Thinking like design engineers, the authors detect reasons for the ways the fibrils are wrapped and organized. Trade-offs are compromises made to optimize the highest design goal. In a laptop computer, for instance, light weight and battery life require trade-offs in disk size or screen dimensions. A “necessary trade-off” implies a design constraint. In positional tendons, we see a possible reason for susceptibility to mechanical disruption that would be catastrophic for energy-storing tendons. The body provides a workaround for the trade-off by creating a structure that facilitates repair and remodeling. Energy storing tendons cannot afford to be “down” as long, and so have a more robust “normal structure” at the nanoscale.

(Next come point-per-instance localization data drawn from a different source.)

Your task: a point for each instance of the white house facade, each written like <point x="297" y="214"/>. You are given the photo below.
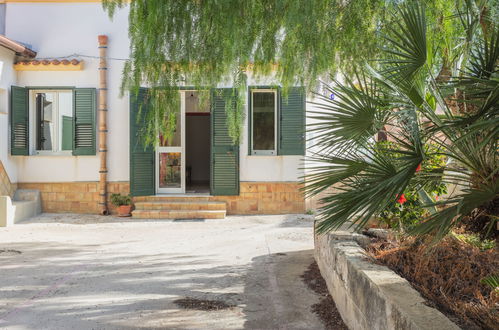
<point x="51" y="129"/>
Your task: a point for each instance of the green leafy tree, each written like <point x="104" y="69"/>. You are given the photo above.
<point x="211" y="42"/>
<point x="408" y="98"/>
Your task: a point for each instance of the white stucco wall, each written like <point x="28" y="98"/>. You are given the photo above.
<point x="55" y="30"/>
<point x="7" y="79"/>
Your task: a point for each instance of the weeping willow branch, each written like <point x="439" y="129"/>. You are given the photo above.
<point x="208" y="43"/>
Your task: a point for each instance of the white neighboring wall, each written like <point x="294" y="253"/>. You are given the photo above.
<point x="7" y="79"/>
<point x="55" y="30"/>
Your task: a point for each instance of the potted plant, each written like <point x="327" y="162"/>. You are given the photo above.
<point x="124" y="204"/>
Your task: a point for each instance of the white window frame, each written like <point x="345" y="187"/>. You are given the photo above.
<point x="276" y="133"/>
<point x="33" y="128"/>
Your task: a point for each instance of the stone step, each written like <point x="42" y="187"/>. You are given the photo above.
<point x="178" y="214"/>
<point x="184" y="205"/>
<point x="172" y="198"/>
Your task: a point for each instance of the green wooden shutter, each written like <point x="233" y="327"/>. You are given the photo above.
<point x="292" y="123"/>
<point x="67" y="133"/>
<point x="84" y="102"/>
<point x="19" y="121"/>
<point x="142" y="159"/>
<point x="224" y="154"/>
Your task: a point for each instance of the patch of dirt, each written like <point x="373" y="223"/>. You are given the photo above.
<point x="202" y="304"/>
<point x="9" y="252"/>
<point x="326" y="308"/>
<point x="448" y="274"/>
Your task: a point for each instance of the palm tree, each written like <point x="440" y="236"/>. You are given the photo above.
<point x="407" y="98"/>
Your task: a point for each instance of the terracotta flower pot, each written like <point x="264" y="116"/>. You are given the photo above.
<point x="124" y="210"/>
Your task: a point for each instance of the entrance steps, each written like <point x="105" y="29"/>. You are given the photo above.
<point x="178" y="207"/>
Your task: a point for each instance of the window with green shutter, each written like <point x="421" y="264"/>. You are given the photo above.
<point x="84" y="103"/>
<point x="19" y="121"/>
<point x="292" y="123"/>
<point x="142" y="158"/>
<point x="224" y="154"/>
<point x="288" y="127"/>
<point x="62" y="120"/>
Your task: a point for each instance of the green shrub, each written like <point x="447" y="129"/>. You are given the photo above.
<point x="404" y="215"/>
<point x="119" y="200"/>
<point x="474" y="240"/>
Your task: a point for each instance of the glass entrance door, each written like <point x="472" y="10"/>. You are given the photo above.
<point x="170" y="158"/>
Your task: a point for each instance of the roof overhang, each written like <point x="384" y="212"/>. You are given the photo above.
<point x="16" y="47"/>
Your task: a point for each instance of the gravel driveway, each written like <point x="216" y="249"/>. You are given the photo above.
<point x="90" y="272"/>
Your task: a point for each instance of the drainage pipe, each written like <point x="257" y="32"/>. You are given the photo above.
<point x="103" y="124"/>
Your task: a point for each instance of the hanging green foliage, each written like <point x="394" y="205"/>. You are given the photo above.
<point x="206" y="44"/>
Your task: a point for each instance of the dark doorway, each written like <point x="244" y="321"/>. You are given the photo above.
<point x="197" y="140"/>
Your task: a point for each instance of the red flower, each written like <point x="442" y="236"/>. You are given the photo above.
<point x="401" y="199"/>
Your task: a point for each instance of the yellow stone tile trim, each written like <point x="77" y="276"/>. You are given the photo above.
<point x="74" y="197"/>
<point x="254" y="197"/>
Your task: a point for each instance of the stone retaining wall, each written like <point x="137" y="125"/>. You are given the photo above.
<point x="371" y="296"/>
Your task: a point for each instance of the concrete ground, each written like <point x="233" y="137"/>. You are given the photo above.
<point x="90" y="272"/>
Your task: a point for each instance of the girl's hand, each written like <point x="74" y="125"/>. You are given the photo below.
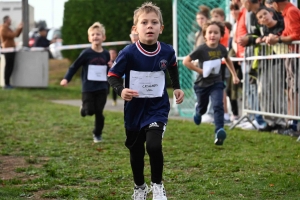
<point x="179" y="95"/>
<point x="64" y="82"/>
<point x="128" y="94"/>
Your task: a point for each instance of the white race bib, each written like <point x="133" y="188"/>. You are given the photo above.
<point x="147" y="84"/>
<point x="211" y="67"/>
<point x="97" y="73"/>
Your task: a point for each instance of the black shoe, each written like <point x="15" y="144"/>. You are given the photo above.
<point x="284" y="131"/>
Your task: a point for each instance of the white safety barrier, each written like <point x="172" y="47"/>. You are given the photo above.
<point x="64" y="47"/>
<point x="273" y="91"/>
<point x="271" y="83"/>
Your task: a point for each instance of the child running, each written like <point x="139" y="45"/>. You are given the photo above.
<point x="94" y="62"/>
<point x="209" y="81"/>
<point x="147" y="105"/>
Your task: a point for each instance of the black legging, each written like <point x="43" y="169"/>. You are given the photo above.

We’ve seen seven to eight levels of hierarchy in a tendon’s structure — enough to begin thinking about irreducible complexity (IC). Add to that the physical constraints of ability to withstand rupture while storing energy, the crosslinks, and the repair options, and the case for IC grows. It becomes overwhelmingly persuasive when we consider that the fibers are coded by genes and built by ribosomes using two independent codes: the genetic code and the protein code. On top of that, consider that the fibrils must be sent to the proper location in the body and wrapped with others at the proper angle by other molecular machines.

All this is done “blind” by molecules without eyes and brains, as if they were programmed by a master designer to function for a lifetime without the user’s conscious thought. As if they were? They were.